The Americans were buying themselves time. But to what end? They were still rats trapped in a sewer pipe. Unless…

“Forward! After them! Move!”

Recklessly Tomashenko dove through the gap into the next tunnel section. He must not give them the time and opportunity to set up any more of their monkey tricks. He had the numbers and the firepower. He would use them.

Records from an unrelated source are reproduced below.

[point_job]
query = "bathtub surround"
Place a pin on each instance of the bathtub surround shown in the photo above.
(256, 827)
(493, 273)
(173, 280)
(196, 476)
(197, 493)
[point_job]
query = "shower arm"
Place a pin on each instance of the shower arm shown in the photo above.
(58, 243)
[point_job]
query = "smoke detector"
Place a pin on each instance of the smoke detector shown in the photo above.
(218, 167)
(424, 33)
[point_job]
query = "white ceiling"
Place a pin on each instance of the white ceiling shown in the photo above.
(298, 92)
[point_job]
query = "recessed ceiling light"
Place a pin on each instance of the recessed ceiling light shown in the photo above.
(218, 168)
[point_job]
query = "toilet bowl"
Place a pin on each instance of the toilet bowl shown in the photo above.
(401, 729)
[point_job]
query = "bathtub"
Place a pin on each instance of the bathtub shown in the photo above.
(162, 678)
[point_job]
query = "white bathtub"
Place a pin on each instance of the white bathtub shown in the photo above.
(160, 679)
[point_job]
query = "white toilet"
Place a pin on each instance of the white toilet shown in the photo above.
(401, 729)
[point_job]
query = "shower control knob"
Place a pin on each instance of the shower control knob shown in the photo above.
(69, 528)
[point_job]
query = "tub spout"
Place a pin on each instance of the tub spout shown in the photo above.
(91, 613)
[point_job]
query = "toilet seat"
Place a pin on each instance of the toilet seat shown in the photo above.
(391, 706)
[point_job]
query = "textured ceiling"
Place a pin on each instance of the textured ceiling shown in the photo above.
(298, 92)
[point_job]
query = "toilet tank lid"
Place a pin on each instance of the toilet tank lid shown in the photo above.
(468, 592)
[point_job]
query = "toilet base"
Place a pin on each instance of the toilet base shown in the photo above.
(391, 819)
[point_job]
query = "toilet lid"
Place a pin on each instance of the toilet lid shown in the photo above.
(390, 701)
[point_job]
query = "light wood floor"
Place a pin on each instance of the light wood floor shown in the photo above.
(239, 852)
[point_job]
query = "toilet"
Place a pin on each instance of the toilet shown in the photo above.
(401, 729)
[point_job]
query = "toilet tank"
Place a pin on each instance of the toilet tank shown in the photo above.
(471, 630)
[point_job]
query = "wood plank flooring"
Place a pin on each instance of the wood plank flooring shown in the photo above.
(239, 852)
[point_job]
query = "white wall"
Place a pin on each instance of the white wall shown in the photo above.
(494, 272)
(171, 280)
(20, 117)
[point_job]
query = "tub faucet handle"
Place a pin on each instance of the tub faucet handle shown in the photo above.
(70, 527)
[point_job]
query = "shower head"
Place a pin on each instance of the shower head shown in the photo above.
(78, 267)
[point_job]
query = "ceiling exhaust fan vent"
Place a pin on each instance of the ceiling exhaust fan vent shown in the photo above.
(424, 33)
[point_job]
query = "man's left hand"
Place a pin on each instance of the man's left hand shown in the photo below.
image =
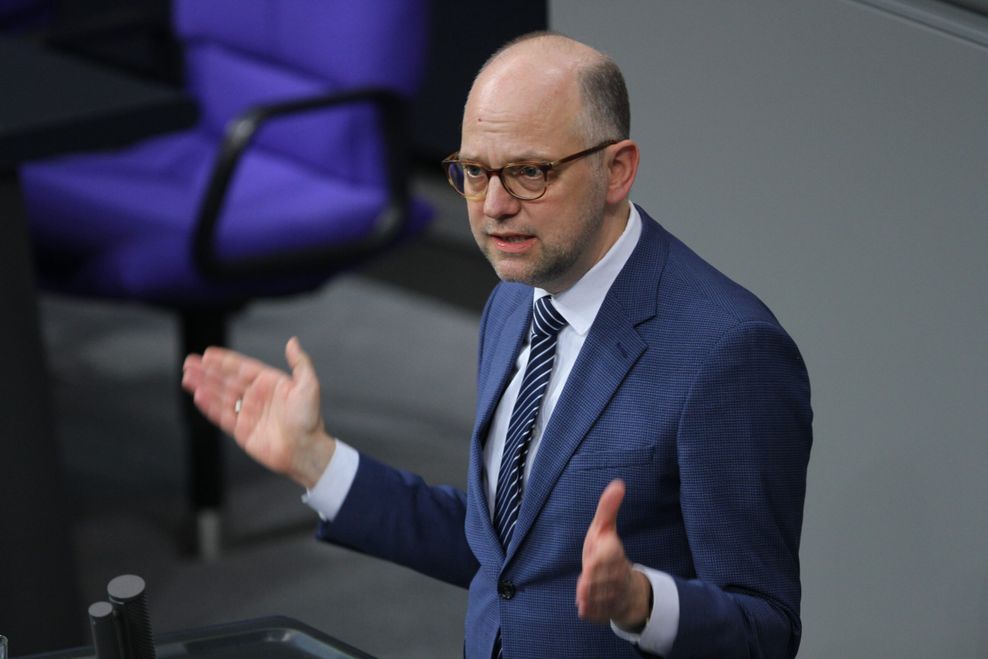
(608, 588)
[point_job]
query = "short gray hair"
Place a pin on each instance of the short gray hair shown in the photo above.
(606, 111)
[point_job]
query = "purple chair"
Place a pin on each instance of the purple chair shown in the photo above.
(296, 170)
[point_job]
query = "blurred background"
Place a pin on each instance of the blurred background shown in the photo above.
(831, 156)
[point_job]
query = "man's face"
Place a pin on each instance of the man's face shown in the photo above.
(528, 113)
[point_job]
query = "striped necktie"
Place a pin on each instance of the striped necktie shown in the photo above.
(546, 324)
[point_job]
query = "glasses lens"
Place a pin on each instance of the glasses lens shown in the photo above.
(454, 172)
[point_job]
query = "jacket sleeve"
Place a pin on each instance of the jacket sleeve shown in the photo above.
(395, 515)
(743, 445)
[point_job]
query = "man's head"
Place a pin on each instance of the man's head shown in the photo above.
(542, 98)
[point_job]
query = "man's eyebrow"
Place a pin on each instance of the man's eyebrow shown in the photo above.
(524, 157)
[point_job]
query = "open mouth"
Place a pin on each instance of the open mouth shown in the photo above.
(512, 242)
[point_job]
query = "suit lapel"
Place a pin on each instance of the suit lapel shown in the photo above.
(505, 346)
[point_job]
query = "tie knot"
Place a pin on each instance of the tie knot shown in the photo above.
(546, 320)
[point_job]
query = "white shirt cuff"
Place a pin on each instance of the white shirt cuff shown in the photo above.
(328, 494)
(663, 622)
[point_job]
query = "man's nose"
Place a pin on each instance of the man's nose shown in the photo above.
(498, 203)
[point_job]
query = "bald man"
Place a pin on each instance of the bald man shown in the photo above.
(638, 462)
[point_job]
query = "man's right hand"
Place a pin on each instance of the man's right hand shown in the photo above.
(279, 422)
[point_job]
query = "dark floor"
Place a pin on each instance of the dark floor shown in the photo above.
(395, 347)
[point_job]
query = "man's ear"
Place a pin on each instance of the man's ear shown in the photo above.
(622, 167)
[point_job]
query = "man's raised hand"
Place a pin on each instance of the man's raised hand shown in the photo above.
(608, 588)
(277, 421)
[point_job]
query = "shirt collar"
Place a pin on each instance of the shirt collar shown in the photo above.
(580, 303)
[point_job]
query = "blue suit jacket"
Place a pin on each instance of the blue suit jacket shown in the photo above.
(687, 389)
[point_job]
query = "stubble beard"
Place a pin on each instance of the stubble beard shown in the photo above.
(554, 262)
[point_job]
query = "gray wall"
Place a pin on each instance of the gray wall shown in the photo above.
(834, 158)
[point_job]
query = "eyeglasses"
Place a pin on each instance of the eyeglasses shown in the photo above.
(526, 180)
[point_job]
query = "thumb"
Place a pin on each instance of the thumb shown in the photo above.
(605, 518)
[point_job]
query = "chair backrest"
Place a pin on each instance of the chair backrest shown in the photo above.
(242, 54)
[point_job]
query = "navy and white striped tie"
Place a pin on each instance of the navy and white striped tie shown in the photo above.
(546, 324)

“Illuminate! Light this place up!”

Volleys of flares were hurled ahead, filling the tunnel with the scarlet light of hell, the chemical vapor for their combustion tainting the air and burning the lungs. This section of lava tube was as broad as a highway and as high as a two-story building. The platoon advanced fast and dirty, snaking through the jagged jumble of rock slabs on the cave floor in a leap-frogging overwatch, half the force moving while the other half covered, ready to unleash a storm of gunfire at the first sign of life or hint of resistance.

But there was none, and as the advance continued and the tunnel lengthened, Tomashenko’s fears began to solidify. And then there it was, a thick fall of pale, compacted snow drooling down the left side of the tube. The rock floor of the tunnel was slick with clear condensation ice, but this was from the outside. Damnation, there was a second exit, and the Americans had found it!

A series of steps had been axed into the face of the icefall. Sergeant Vilvayskiy scrambled up the slope for a closer look. “There’s a snow tunnel here! They must have escaped through it, then caved it in behind them.”